O seu congénere iraniano, “assaltado” pelos repórteres quando saiu para um curto passeio pelas margens do lago, deixou no ar a ideia de que este é o momento da verdade. “Os nossos parceiros não podem desperdiçar esta oportunidade [de chegar a acordo] porque ela pode não se repetir”. “O compromisso não se alcança à pressão. Os nossos parceiros já experimentaram a pressão, agora chegou o momento de experimentar o respeito”, disse.
Kerry e Zarif são os dois homens no centro desta trama: foi a eles que coube a difícil missão de ultrapassar décadas de provocação e antagonismo mútuo. “O que está em causa não são detalhes técnicos, é uma relação institucional de hostilidade entre os EUA e o Irão”, explicava à CNN Fawaz Gerges, especialista em estudos do Médio Oriente na London School of Economics. Só que depois de décadas, “chegamos ao momento em que há uma convergência de interesses entre a Administração Obama e a liderança iraniana. É por isso que vamos os dois lados a tentar tudo por tudo para chegar a acordo, em vez de abandonar as negociações”, considerou.
Supervisão e sanções atrasam acordo
Apesar de a linha de chegada na maratona de negociações estar à vista, o sprint final tem sido travado por três questões fundamentais, entre elas a definição de um calendário para o período de vigilância e supervisão internacional do programa iraniano, para garantir o fim da sua vertente militar e o objectivo de desenvolver armas nucleares.
Neste aspecto, há décadas a separar os dois lados das negociações, com o Irão a aceitar ser vigiado por cinco anos e a França a tentar impor um calendário de 25 anos, dividido em duas partes: durante os primeiros 15 anos, as potências internacionais teriam como principal missão garantir que os iranianos estariam sempre a pelo menos um ano de enriquecerem urânio em quantidade suficiente para produzirem armas nucleares; depois disso, mais dez anos de vigilância internacional para garantir que a componente militar do programa tinha sido completamente eliminada.
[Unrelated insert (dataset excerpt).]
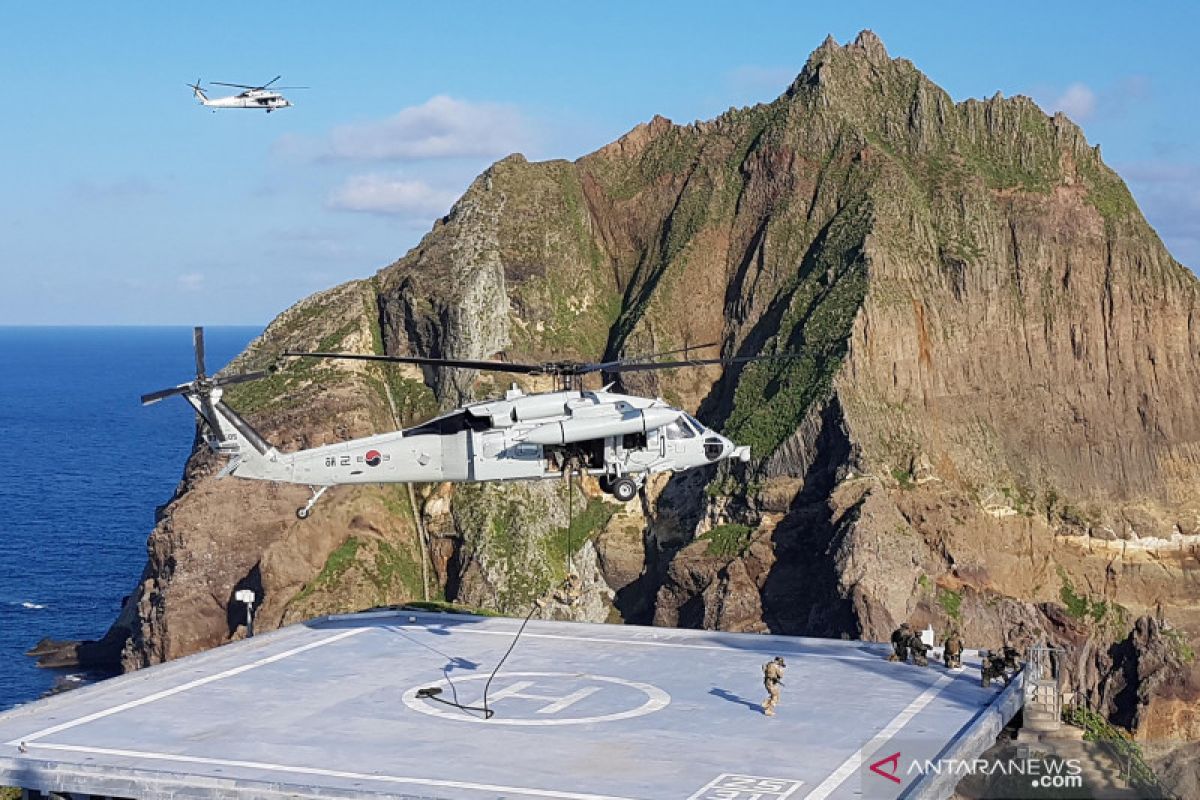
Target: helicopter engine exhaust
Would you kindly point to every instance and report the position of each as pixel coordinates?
(598, 427)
No meio destas duas propostas está a delegação dos Estados Unidos, que tem usado uma linguagem propositadamente vaga para obter o tão desejado acordo: "dois dígitos", ou seja, pelo menos dez anos, mas longe do quarto de século exigido pelos franceses. Segundo umas das pessoas envolvidas nas negociações, que a agência AFP cita sem revelar a identidade, "nem todos concordam" com as condições da delegação francesa, em particular os norte-americanos, para quem os 25 anos de vigilância são "um objectivo desejável", mas não uma exigência.
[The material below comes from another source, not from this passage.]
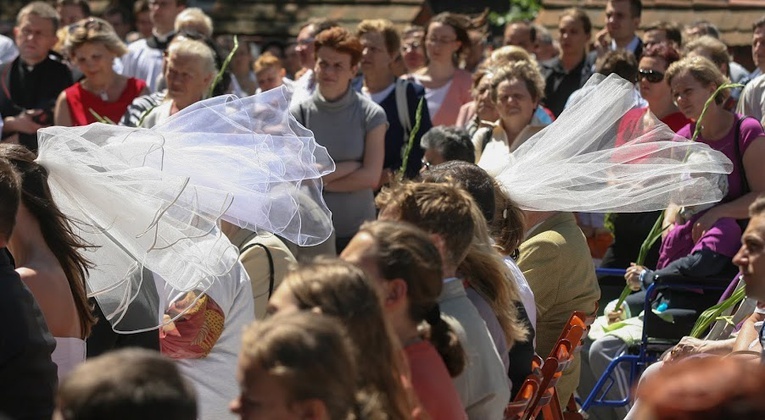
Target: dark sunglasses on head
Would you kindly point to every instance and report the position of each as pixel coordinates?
(650, 75)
Outra das questões fundamentais é o levantamento das sanções que têm sido impostas ao Irão desde 2002.
Os iranianos exigem a anulação dessas medidas e a revogação das quatro resoluções do Conselho de Segurança da ONU sobre o programa nuclear do país. Os Estados Unidos e a União Europeia recusam essa ideia, mas estão dispostos a levantar as sanções sobre os sectores financeiro e dos hidrocarbonetos, que têm arruinado a economia do Irão.
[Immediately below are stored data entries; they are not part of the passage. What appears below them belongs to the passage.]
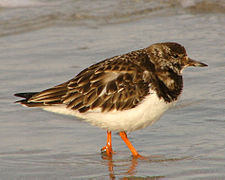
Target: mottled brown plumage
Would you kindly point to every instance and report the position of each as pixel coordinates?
(121, 82)
(123, 93)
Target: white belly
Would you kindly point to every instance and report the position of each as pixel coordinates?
(139, 117)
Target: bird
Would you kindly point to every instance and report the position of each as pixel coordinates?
(123, 93)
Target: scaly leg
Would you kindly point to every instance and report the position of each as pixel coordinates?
(123, 135)
(108, 147)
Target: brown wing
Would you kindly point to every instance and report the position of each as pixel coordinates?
(118, 83)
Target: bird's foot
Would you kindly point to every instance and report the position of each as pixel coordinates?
(108, 150)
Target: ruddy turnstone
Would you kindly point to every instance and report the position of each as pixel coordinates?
(123, 93)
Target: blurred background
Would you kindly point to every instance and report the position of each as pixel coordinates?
(46, 42)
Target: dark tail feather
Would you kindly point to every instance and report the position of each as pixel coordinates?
(26, 97)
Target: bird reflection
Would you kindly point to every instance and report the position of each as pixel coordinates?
(130, 171)
(111, 164)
Para os representantes iranianos, o país continuará a ser visto como um pária enquanto as resoluções da ONU estiverem em vigor, mesmo depois de ter sido assinado um acordo; para norte-americanos e europeus, essa é uma questão que nem se põe – a ONU só levantará as suas sanções quando houver certezas de que o programa nuclear iraniano não tem uma vertente militar.
O último espinho cravado na garganta dos negociadores é o objectivo do programa de investigação e desenvolvimento do Irão sobre energia nuclear. Esta é mesmo a questão fundamental, porque exige que os iranianos deixem de tentar enriquecer urânio em centrifugadoras mais potentes, e que aceitem abrir as portas de todas as suas instalações aos inspectores da Agência Internacional de Energia Atómica. A ideia é levar o Irão a desistir da ambição de construir centrifugadoras mais potentes, e garantir que só 6500 das actuais 20.000 sejam utilizadas.